What is your favorite quote in either business or art?
George Bernard Shaw said, “You use a glass mirror to see your face; you use works of art to see your soul.” And Georgia O’Keefe’s statement that “Nobody sees a flower really; it is so small. We haven’t time, and to see takes time—like to have a friend takes time.”
What other design awards have you won?
I have won Best in Jewelry at the Philadelphia Museum show and Best in Jewelry at various other retail craft shows.
What is the best advice you would give a beginning designer?
I would say don’t be afraid to challenge yourself and in doing so, be confident that there is a solution to every problem along the process. You can find a solution!
What was your training/academic background in metalsmithing?
I started at Penn State University and then transferred to Millersville University in Lancaster where I continued my Fine Arts major. It was about two years later that I got into a jewelry-making class because it was always filled. I had three semesters of jewelry classes, and I knew immediately this was the medium I wanted to pursue. I learned the fundamentals at school. There was a set-up for stone cutting and polishing, and I began to cut cabochons. From that point on, I am self-taught.
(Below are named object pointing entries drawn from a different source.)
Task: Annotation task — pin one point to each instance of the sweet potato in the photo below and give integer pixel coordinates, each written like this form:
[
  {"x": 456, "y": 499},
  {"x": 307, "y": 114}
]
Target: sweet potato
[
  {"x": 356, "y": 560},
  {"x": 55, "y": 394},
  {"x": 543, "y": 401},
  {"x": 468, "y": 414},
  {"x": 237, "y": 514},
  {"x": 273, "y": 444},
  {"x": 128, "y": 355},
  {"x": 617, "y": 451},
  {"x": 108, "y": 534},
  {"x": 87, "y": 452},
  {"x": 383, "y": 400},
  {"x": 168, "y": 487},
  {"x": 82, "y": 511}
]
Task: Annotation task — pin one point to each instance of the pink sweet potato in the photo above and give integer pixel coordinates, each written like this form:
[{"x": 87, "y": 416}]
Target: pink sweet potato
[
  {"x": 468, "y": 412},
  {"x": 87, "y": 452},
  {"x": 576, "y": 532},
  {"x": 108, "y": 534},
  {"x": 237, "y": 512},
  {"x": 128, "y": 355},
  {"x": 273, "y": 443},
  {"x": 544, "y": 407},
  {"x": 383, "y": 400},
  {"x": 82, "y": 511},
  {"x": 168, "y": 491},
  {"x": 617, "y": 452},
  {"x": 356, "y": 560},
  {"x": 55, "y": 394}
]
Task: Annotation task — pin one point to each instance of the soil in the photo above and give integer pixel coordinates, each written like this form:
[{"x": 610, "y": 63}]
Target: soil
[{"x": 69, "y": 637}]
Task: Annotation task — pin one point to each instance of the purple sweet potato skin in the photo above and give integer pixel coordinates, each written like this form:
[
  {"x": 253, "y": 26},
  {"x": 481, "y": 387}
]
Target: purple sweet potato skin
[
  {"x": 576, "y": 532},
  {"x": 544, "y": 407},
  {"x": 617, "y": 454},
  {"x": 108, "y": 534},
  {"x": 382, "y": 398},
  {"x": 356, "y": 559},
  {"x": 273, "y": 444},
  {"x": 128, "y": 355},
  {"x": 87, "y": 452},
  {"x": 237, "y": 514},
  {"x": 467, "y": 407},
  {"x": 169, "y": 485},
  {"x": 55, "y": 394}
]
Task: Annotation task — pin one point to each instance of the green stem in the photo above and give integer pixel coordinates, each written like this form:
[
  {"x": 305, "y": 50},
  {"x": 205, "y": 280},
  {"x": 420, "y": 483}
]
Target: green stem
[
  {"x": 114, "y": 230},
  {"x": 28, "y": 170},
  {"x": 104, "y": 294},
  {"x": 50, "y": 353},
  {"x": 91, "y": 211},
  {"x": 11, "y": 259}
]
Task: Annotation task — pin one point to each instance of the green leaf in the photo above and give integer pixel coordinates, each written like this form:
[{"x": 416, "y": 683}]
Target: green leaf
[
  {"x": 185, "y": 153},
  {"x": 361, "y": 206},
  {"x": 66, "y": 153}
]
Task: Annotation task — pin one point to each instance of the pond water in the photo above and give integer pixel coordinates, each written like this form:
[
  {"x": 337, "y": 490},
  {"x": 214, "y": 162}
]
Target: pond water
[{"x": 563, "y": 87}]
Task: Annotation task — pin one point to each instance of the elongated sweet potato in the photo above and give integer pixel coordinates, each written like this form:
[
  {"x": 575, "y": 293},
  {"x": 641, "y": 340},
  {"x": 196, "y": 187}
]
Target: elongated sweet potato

What is your favorite tool?
My trim saw with 6” diamond-cutting blade.
Describe your studio.
I love the architecture of my studio, the post and beam. The space is airy and has good light, and it is out in the country. It is lovely and peaceful. It is my inner-sanctum.
What metals or gemstones are most important to you?
Silver and gold. But if I were to pick a stone, I love to inlay opals and Australian tiger iron because they have such a life to them. These stones have to be carefully cut and oriented to maximize their look.
Define your work?
I seek a purity of design with an aesthetic governed by the principle of Sacred Geometry, present in all manner of living/non-living things, biological and cosmic. It is a thoughtful process, not lending itself to spontaneity but rather an orchestration of aesthetics, design, engineering and construction.